In the draft Circular accessible for public consultation until September 30th, ample space is also reserved on the taxation of non-resident trusts located in low-tax States or territories. Particularly, for opaque foreign trusts, established in jurisdictions which, with reference to the income produced by the trust, are considered to have privileged taxation, the attributions of income by the trust are subject to taxation by the resident beneficiary. In this case, in fact, the reduced taxation of the foreign trust would correspond, however, to the taxation of the resident beneficiary for the attributions of income by the trust. This interpretative position and the correspondent legislative change are both based on the circumstance that the incomes are not subject to adequate taxation in the jurisdiction of establishment of the trust before being attributed to subjects residing in Italy.
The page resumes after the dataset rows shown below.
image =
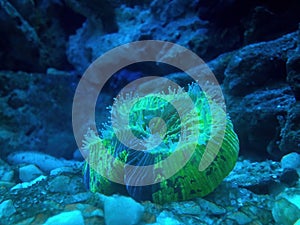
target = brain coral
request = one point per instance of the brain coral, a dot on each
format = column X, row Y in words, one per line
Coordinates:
column 112, row 166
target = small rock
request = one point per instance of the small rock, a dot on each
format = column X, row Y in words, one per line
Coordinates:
column 59, row 184
column 291, row 161
column 289, row 177
column 6, row 173
column 130, row 212
column 7, row 209
column 240, row 218
column 210, row 207
column 28, row 184
column 167, row 218
column 186, row 208
column 286, row 209
column 66, row 218
column 29, row 173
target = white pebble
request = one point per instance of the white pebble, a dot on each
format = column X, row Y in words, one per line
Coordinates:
column 29, row 173
column 7, row 209
column 66, row 218
column 122, row 210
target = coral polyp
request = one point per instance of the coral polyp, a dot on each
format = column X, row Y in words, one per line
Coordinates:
column 153, row 147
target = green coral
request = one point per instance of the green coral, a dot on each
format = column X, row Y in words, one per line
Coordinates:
column 109, row 159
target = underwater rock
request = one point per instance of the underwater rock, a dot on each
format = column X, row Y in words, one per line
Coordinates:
column 261, row 103
column 130, row 211
column 7, row 209
column 258, row 64
column 293, row 72
column 291, row 161
column 210, row 208
column 286, row 209
column 25, row 185
column 66, row 218
column 258, row 177
column 65, row 184
column 29, row 173
column 45, row 162
column 6, row 172
column 289, row 177
column 35, row 113
column 142, row 23
column 290, row 133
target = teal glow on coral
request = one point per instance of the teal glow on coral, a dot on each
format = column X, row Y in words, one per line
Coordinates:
column 188, row 182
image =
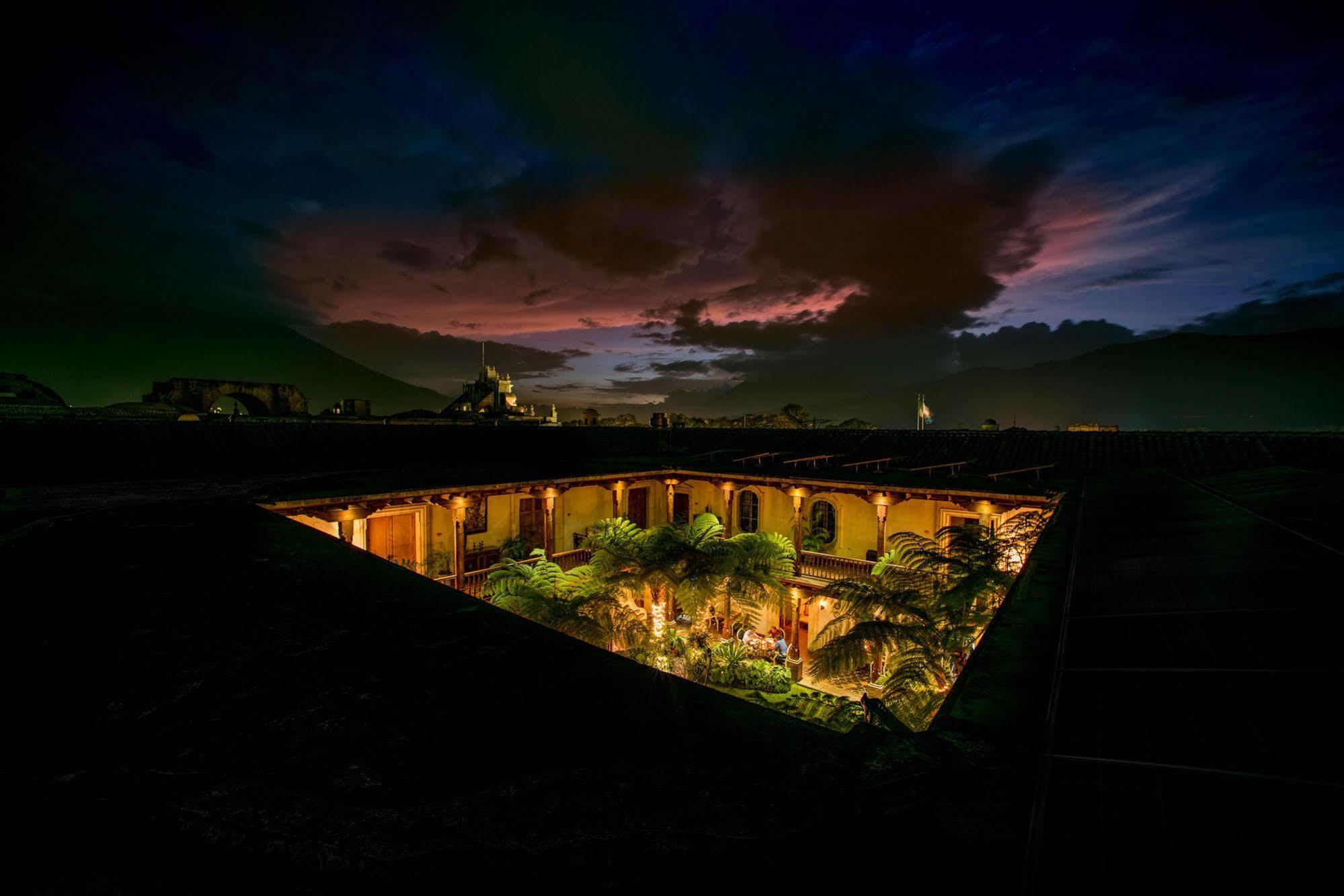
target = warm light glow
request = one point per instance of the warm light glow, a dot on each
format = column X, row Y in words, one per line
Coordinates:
column 659, row 618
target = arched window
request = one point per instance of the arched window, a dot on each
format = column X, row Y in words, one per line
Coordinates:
column 823, row 522
column 749, row 512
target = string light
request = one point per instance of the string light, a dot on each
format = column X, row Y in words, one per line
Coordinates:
column 659, row 618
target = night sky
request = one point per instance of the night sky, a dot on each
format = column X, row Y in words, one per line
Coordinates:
column 675, row 199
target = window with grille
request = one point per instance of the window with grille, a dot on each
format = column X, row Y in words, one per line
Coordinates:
column 749, row 512
column 824, row 520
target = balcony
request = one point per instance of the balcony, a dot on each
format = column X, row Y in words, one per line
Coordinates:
column 818, row 569
column 473, row 583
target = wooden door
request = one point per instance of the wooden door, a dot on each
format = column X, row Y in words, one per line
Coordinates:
column 393, row 538
column 639, row 512
column 530, row 523
column 680, row 507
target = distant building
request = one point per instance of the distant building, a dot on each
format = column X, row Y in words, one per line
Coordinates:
column 491, row 399
column 354, row 407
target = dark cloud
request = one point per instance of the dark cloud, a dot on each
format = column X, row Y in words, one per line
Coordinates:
column 488, row 247
column 1011, row 347
column 1146, row 274
column 1316, row 304
column 407, row 254
column 593, row 229
column 433, row 359
column 680, row 368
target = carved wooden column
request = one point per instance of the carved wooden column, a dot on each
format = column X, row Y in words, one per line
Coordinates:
column 344, row 519
column 549, row 524
column 456, row 507
column 797, row 495
column 729, row 492
column 881, row 501
column 459, row 511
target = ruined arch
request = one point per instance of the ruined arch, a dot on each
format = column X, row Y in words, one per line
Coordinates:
column 16, row 389
column 261, row 399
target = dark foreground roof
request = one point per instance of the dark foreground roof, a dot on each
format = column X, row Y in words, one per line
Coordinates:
column 1167, row 665
column 216, row 695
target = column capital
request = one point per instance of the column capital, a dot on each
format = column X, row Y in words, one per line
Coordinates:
column 343, row 514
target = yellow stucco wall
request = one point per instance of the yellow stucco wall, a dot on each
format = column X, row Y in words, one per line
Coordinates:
column 578, row 508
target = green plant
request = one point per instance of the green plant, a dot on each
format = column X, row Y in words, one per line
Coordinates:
column 924, row 601
column 438, row 563
column 570, row 601
column 674, row 643
column 730, row 656
column 697, row 664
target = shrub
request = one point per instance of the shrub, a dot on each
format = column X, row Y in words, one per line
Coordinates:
column 697, row 664
column 674, row 644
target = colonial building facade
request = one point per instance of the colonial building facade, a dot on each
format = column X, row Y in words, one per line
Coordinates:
column 457, row 534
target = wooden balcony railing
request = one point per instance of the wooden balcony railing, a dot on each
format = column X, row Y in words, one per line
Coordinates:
column 473, row 583
column 831, row 567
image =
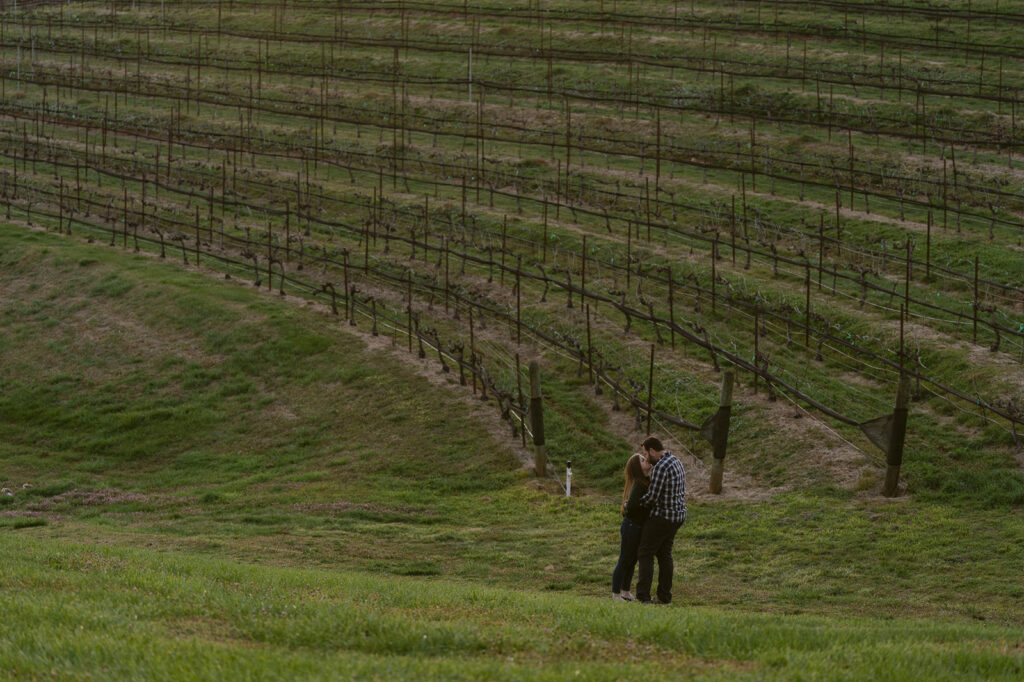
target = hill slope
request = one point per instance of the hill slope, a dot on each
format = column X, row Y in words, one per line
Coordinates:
column 219, row 480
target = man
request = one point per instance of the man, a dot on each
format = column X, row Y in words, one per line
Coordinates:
column 667, row 499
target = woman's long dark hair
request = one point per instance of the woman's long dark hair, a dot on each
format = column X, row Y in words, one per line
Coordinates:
column 634, row 474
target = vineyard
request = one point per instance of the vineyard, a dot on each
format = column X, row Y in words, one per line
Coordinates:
column 821, row 197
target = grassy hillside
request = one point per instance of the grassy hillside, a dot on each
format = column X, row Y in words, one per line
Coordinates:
column 209, row 478
column 271, row 272
column 757, row 186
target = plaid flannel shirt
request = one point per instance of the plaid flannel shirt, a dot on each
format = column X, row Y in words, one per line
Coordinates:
column 667, row 494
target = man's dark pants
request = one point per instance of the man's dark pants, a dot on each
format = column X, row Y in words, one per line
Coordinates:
column 656, row 540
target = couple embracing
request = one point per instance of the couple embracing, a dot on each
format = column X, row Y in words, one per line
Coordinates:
column 653, row 510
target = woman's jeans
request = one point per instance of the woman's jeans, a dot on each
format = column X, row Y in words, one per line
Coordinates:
column 622, row 577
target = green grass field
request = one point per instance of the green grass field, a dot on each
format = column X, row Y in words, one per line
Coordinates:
column 222, row 484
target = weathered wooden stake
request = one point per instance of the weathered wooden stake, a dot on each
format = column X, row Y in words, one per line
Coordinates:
column 650, row 388
column 720, row 432
column 537, row 420
column 894, row 454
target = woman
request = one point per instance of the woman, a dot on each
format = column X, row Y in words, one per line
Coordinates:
column 637, row 480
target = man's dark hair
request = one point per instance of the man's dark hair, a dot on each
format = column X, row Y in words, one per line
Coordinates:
column 652, row 443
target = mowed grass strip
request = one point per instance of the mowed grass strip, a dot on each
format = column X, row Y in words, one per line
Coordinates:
column 81, row 612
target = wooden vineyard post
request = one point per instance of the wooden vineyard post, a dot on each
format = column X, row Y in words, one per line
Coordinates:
column 720, row 432
column 894, row 453
column 590, row 349
column 650, row 388
column 537, row 420
column 518, row 301
column 974, row 306
column 672, row 310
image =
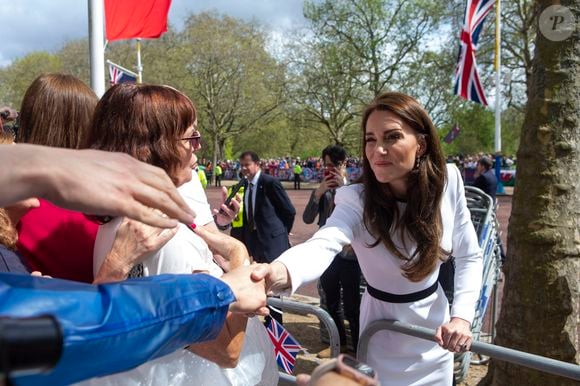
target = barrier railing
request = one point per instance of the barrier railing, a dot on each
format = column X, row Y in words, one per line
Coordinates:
column 308, row 309
column 537, row 362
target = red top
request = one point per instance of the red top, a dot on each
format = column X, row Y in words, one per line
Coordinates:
column 57, row 242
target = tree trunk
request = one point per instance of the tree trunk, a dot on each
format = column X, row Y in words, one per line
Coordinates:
column 541, row 296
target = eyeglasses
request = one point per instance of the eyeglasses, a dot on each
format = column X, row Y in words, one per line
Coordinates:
column 194, row 140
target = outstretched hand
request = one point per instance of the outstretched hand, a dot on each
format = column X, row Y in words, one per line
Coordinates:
column 455, row 335
column 275, row 275
column 250, row 293
column 134, row 242
column 93, row 182
column 233, row 251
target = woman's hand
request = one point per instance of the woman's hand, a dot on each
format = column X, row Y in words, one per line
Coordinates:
column 134, row 241
column 229, row 252
column 455, row 335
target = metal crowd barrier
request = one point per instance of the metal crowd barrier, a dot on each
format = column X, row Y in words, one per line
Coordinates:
column 308, row 309
column 537, row 362
column 483, row 217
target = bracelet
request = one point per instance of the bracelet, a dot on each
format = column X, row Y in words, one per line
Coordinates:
column 220, row 227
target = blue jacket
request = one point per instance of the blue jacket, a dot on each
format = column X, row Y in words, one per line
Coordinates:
column 114, row 327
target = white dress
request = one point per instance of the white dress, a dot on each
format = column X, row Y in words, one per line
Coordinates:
column 184, row 253
column 399, row 359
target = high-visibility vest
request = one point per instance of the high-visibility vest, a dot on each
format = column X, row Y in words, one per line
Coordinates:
column 202, row 177
column 238, row 221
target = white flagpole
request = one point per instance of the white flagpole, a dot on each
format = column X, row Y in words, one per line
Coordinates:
column 497, row 65
column 97, row 46
column 139, row 65
column 122, row 68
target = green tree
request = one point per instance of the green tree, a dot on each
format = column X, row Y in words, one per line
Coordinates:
column 324, row 86
column 16, row 78
column 540, row 306
column 385, row 35
column 236, row 84
column 74, row 56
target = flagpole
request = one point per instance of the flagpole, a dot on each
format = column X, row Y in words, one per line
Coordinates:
column 139, row 65
column 497, row 65
column 96, row 46
column 122, row 68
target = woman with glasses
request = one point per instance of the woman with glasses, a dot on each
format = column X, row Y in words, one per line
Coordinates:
column 405, row 216
column 158, row 125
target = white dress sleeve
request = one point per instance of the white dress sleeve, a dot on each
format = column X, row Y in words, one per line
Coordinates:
column 466, row 250
column 308, row 261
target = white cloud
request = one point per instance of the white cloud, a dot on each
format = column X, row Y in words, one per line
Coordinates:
column 34, row 25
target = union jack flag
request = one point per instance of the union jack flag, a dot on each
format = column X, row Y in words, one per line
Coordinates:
column 286, row 348
column 467, row 82
column 119, row 76
column 450, row 137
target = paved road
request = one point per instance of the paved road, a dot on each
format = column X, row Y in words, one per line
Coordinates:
column 301, row 231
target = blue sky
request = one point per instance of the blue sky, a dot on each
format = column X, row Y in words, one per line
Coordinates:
column 33, row 25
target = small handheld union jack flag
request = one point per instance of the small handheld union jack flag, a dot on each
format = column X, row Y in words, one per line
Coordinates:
column 286, row 348
column 467, row 82
column 119, row 76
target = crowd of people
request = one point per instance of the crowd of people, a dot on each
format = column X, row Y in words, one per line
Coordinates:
column 103, row 193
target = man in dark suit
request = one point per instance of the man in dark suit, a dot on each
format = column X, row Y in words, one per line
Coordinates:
column 268, row 216
column 268, row 212
column 486, row 180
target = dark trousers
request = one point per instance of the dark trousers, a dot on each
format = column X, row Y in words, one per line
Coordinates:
column 343, row 274
column 296, row 181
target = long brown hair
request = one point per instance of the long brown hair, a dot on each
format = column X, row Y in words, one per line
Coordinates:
column 421, row 220
column 56, row 111
column 8, row 234
column 144, row 121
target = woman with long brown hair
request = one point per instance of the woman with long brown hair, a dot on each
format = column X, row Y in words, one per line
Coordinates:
column 405, row 216
column 56, row 111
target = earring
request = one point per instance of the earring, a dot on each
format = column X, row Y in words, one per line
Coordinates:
column 417, row 163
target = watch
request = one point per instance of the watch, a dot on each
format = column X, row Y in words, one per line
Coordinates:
column 220, row 227
column 349, row 367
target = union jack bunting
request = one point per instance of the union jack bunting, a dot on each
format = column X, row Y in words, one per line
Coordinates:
column 119, row 76
column 286, row 348
column 467, row 82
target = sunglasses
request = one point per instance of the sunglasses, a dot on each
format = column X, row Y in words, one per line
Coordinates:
column 193, row 140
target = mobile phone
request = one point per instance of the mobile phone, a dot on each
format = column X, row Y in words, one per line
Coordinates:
column 235, row 189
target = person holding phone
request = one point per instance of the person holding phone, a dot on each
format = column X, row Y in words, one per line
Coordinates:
column 343, row 275
column 405, row 216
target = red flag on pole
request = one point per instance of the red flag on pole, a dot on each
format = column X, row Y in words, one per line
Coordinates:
column 128, row 19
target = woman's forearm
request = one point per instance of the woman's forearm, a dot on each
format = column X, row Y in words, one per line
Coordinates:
column 225, row 350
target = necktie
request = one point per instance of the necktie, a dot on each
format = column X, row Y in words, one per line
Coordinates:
column 251, row 207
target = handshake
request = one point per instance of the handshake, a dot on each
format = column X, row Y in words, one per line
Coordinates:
column 250, row 283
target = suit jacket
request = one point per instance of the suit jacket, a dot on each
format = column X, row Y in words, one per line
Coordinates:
column 273, row 218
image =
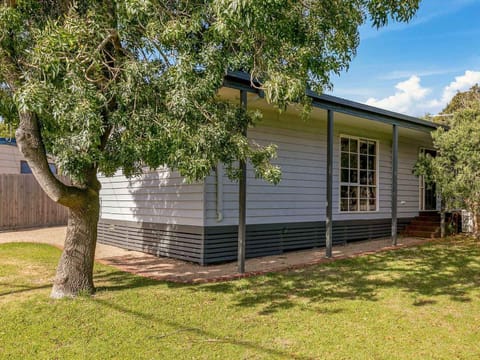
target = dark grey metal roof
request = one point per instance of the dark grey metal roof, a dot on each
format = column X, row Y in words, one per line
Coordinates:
column 240, row 80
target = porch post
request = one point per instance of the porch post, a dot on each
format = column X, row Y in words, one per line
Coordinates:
column 394, row 182
column 242, row 200
column 328, row 223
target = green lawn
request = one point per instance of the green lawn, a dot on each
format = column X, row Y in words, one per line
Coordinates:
column 417, row 303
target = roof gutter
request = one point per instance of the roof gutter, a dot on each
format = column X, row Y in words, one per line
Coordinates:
column 241, row 81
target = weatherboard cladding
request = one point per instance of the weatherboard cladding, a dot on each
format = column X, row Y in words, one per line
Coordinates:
column 289, row 216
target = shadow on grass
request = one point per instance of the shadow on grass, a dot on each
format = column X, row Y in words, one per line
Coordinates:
column 444, row 269
column 22, row 289
column 204, row 335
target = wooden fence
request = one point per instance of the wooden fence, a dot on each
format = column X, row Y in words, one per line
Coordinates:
column 23, row 204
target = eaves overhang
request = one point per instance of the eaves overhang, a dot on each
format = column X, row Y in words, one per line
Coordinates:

Taxation of offshore trusts—resident but non-domiciled - In the event that the trust is not considered to be fiscally resident in a State, according to the legislation of that State, despite the fact that the administration of the trust is mainly carried out there, for the purposes of applying the rule in question, the trust must in any case be considered "Established" in that country if the income produced by the trust is not subject to any taxation in that country either on the trust or on the non-resident beneficiaries. The classic example is that of "resident but not domiciled"” trusts.
The peculiar British law on offshoring trusts - This circumstance can occur, by way of example, with reference to trusts with multiple trustees in the United Kingdom. In this case, if the settlor is neither resident nor domiciled there (at the time of the establishment of the trust and any subsequent contributions) and there is at least one trustee not resident or not domiciled in the United Kingdom, the trustees (considered as single deemed person) are not regarded as resident there, regardless of whether there is a majority of English trustees or whether the trust is administered in the United Kingdom. Consequently, this type of trust, despite having its administrative headquarters in the United Kingdom, enjoys the fiscal advantages reserved for offshore trusts in that country. Indeed, similar considerations also apply in the event that the trust is deemed to be resident in an EU or EEA State, if it benefits from a tax (exemption) regime provided for offshore trusts (e.g. trusts in Cyprus).
The adoption of a specific mechanism to detect the tax treatment of foreign trusts is fundamental - In this regard, it seems appropriate to underline that the sole purpose of providing a valuable method of identifying the tax regimes applied to foreign trusts in the countries of establishment that prefigure a privileged regime constitutes a decisive tool in the attempt to adopt a valued anti-avoidance scheme, so effective to limit using offshore opaque trusts to pay less taxes. Moreover, the provision in question clearly provides that foreign States are or are not considered to have privileged taxation with exclusive reference to the treatment of income produced by trusts resident there. Therefore, the main factor that is taken into consideration, for the purposes of qualifying capital income, is the tax treatment of trusts. It’s therefore believed that, in order to identify foreign opaque trusts that enjoy a privileged tax regime, reference should be made to specific rule which recognizes such a regime where the nominal level of taxation is less than 50 per cent of that applicable in Italy.
The discriminating factor of the 50 per cent effective taxation - In conclusion, the income of an opaque trust paid to an Italian individual is always considered taxable in Italy if the nominal level of taxation of the income produced by the trust is lower than 50per cent of that applicable in Italy. In such cases, any special regimes applicable to the trust must also be taken into account.